Come and Find Me A Novel of Suspense - By Hallie Ephron Page 0,42
again, and into the vestibule rolled a wheelchair. Sitting in it was the hunched-over figure of a woman. She was pitched forward as if straining to see, her clawed hand gripping the joystick on the arm of the chair.
Diana pulled the stairwell door open and stepped out.
“Nadia?” The woman propped herself up against her chair arm with one elbow and offered her other hand. “I’m Pam. Dr. Pamela David-Braverman if you want to get technical about it.”
“You’re a physician?” Diana asked, grasping Pam’s cool, stiff hand.
“You bet.” Pam’s mouth opened in a generous smile. Despite braided white-white hair, Pam’s smooth, unlined face suggested she was barely forty.
“I’m Diana. Diana Highsmith.”
The elevator door began to close, but before it could do so, Pam backed her wheelchair into the opening. The door crashed into it and rebounded. Then a buzzer started to ring. Pam seemed unfazed.
“Your car is okay parked where it is for now—until the parking Nazis arrive in the morning. Then I’ve got a resident permit we can leave on the dash.” As Pam talked, Diana could feel her sharp gaze picking her apart—as if she were being autopsied. Pam must have recognized the leather jacket and red boots as part of Nadia’s getup. “Let’s go up.” Pam backed the wheelchair up a bit to make room for Diana to slide past.
When Diana hesitated, Pam said, “There was a guy inspecting this thing a few weeks ago. It might look like shit but it runs. Otherwise, it’s five long dark flights up. I understand they’ve had a problem with homeless people sneaking in and harvesting lightbulbs. But hey, it’s your call.”
Pam backed the wheelchair up farther to make more room. Diana stepped into the elevator and pressed her shoulder against the wall as the door clanked shut.
Pam tipped her chair back so it balanced on its two oversize wheels. She raised the seat and pushed the button for the fourth floor.
“This new wheelchair has changed my life,” Pam said as the seat lowered. With a groan the elevator started to ascend. “Stays charged for a week. Turns on a dime. Even climbs stairs.” Pam reached for Diana’s hand, and Diana knew her friend was chattering away to help Diana stay calm.
Finally the elevator stopped and they got out. One of the doors on the dark corridor stood open. Pam rolled toward it. The raucous sound of a bird singing leaked from inside.
“That’s a clock,” Pam said, tossing the words back over her shoulder. “My sister’s idea of a Christmas present. She’s into clocks. She also gave me one shaped like a hen that clucks on the hour and lays an egg. That one’s still in the box.”
“My sister’s into dietary supplements,” Diana said, following close behind. “And body lotions.”
“Equally useful, I’m sure, but not nearly as charming.”
The birdsong clock turned out to be hanging on one of the cavernous apartment’s bare brick walls. The multipaned windows looked as if they’d been original to this turn-of-the-century manufacturing complex. Diana had read enough local history to know that it would have once been waterfront property before landfill extended Boston’s shoreline.
Waist-high bookcases divided the space.

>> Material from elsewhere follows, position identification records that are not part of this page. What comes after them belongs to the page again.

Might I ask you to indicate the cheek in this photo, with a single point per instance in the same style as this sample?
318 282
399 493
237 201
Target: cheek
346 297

Scanning them, Diana saw mostly medical texts and travel books, including a guide to trekking in Tibet and Bill Bryson’s book on walking the Appalachian Trail. Tucked in also was a well-worn copy of Heidi.
Flowering plants—including African violets in a range of colors and shapes that Diana had never seen before—and framed photos lined the top shelves. One of the pictures was of a little dark-haired girl of about eight with huge eyes who smiled at the camera from a wheelchair. The two adults, a man and a woman standing beside her and beaming, were probably Pam’s parents.
Against the back, windowless wall was a bed and about ten feet of built-in closet with a rod chest-high. Computers in a setup that rivaled Diana’s own were arrayed in a front corner under a window. Pam’s wheelchair, with its black-cushioned seat and leather armrests, was the ideal desk chair.
Once inside, Pam rode smoothly, despite the uneven pine-plank floors. The chair must have had shock absorbers, maybe even a gyroscope to keep it so perfectly balanced.
Sitting on a cushy white couch accented with hot-pink and deep purple silk throw pillows and drinking a cup of dark, smoky oolong tea that Pam prepared for her, Diana told Pam about Ashley’s disappearance and apparent reappearance. Pam listened, absorbing each revelation as if she were listening to the weather report.